You won't hear any complaints from me about rebuilding.  That isn't my point.
But your "rebuild the .h file only if necessary" feature is a nice touch.

...
|> In addition there is a way to, if not prevent
|> the problem, at least spot it.  Simply have a convention, as a user
|> of message catalogs, that messageId #1 is a version number.  Every
|> time you make an incompatible change to the catalog, change the version
|> number.  Have your application check the version number and complain
|> if it doesn't match.
In other words, protect yourself from yourself.  Isn't this what you were
complaining about?  Why build a tool that makes a certain class of errors
more likeley, and then invent a convention to try to head off those errors?
Do you really think that the class of programmers that are likely to screw
up message catalogs is the same class of programmers that will diligently
put this checking code into their applications?  I don't.

Moreover, such a convention would make it so that if the developer added
one message to the end of a catalog, and distributed new executables and
new English-language catalogs on January 1st, and the Serbo-Croation
catalog didn't get distributed until March 1st, the Serbo-Croations would
not get to use new new application and their own language catalog for two
months.  With my approach, they would only see the one new message in English
for those two months.  The old Serbo-Croation catalog would serve just fine
for all the other messages.

|> All that said, I don't think there is so much a "flaw" in your arguments,
|> as a matter of preference and tradeoffs.  Even if gencat does create
|> header files, you are certainly under no obligation to use them, so it
|> seems to me we can both coexist happily (so long as I never have to
|> use any of your code :-).
Ah, but who will maintain the code that you have written this way?  I assert
that code developed using my approach will be much less of a headache to
maintain and support than will be code developed and maintained using your
tools.  Yes, the first time around, during development, your approach is
easier to use.  Once that first translated catalog goes out to customers,
my approach is much more robust.


Meanwhile, erik at srava.sra.co.jp (Erik M. van der Poel) says:
|> Kee Hinckley writes:
|> > While you could argue that the code readability doesn't change,
|> > your mechanism makes it more likely that people will enter the wrong
|> > number in the code, and thus get the wrong error message.
|> 
|> Instead of treating the symptoms, we should try to cure the disease. 
|> Using numbers for the message ids was a bad idea in the first place. 
|> (Thank goodness XPG3 and AT&T's specs are not International
|> Standards.)
|> 
|> Wouldn't it be possible to create a reasonably efficient
|> implementation using hashing and caching with symbolic names instead
|> of numeric ids?
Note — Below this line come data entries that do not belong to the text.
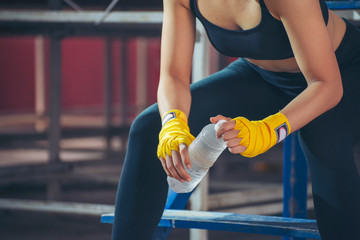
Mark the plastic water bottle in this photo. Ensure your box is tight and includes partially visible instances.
[167,120,226,193]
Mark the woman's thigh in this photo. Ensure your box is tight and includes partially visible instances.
[189,59,287,135]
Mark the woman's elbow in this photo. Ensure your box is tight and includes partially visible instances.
[330,81,344,108]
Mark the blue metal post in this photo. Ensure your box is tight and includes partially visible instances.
[152,188,192,240]
[283,132,308,240]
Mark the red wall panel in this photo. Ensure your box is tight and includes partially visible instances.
[0,37,34,112]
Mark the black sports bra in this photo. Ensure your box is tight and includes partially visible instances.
[190,0,329,60]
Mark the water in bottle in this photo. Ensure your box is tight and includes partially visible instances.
[167,120,226,193]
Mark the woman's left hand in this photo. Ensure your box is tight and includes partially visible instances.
[210,112,291,157]
[210,115,246,154]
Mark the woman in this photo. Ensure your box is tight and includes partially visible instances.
[113,0,360,240]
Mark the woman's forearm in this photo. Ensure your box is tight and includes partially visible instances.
[157,76,191,116]
[281,80,343,132]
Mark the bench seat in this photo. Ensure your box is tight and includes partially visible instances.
[101,209,320,239]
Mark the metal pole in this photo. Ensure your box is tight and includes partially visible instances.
[48,36,61,163]
[283,132,308,240]
[119,38,129,125]
[104,38,113,158]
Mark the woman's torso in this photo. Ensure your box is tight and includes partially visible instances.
[187,0,346,72]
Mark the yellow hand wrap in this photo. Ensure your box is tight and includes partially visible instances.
[157,110,195,159]
[233,112,291,157]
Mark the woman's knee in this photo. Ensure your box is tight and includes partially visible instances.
[129,104,161,136]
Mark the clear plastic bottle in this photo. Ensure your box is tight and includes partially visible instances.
[167,120,226,193]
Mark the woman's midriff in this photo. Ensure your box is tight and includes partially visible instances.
[247,11,346,73]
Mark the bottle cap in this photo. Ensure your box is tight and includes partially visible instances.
[214,120,227,132]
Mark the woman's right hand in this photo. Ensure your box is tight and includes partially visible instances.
[157,110,195,182]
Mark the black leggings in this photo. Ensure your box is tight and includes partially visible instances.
[113,19,360,240]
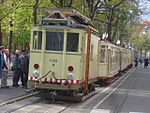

Then we can add/delete/modify messages at will. We
|> should leave numbering and counting to the computer.

This sounds even better to me.  After I posted my note, I heard that Uniforum
has advanced a proposal exactly along these lines.  Does anyone have any
specifics on it?

-- 
Topher Eliot                           Data General DG/UX Internationalization
(919) 248-6371        62 T. W. Alexander Dr., Research Triangle Park, NC 27709
eliot at dg-rtp.dg.com                           {backbone}!mcnc!rti!dg-rtp!eliot
Obviously, I speak for myself, not for DG.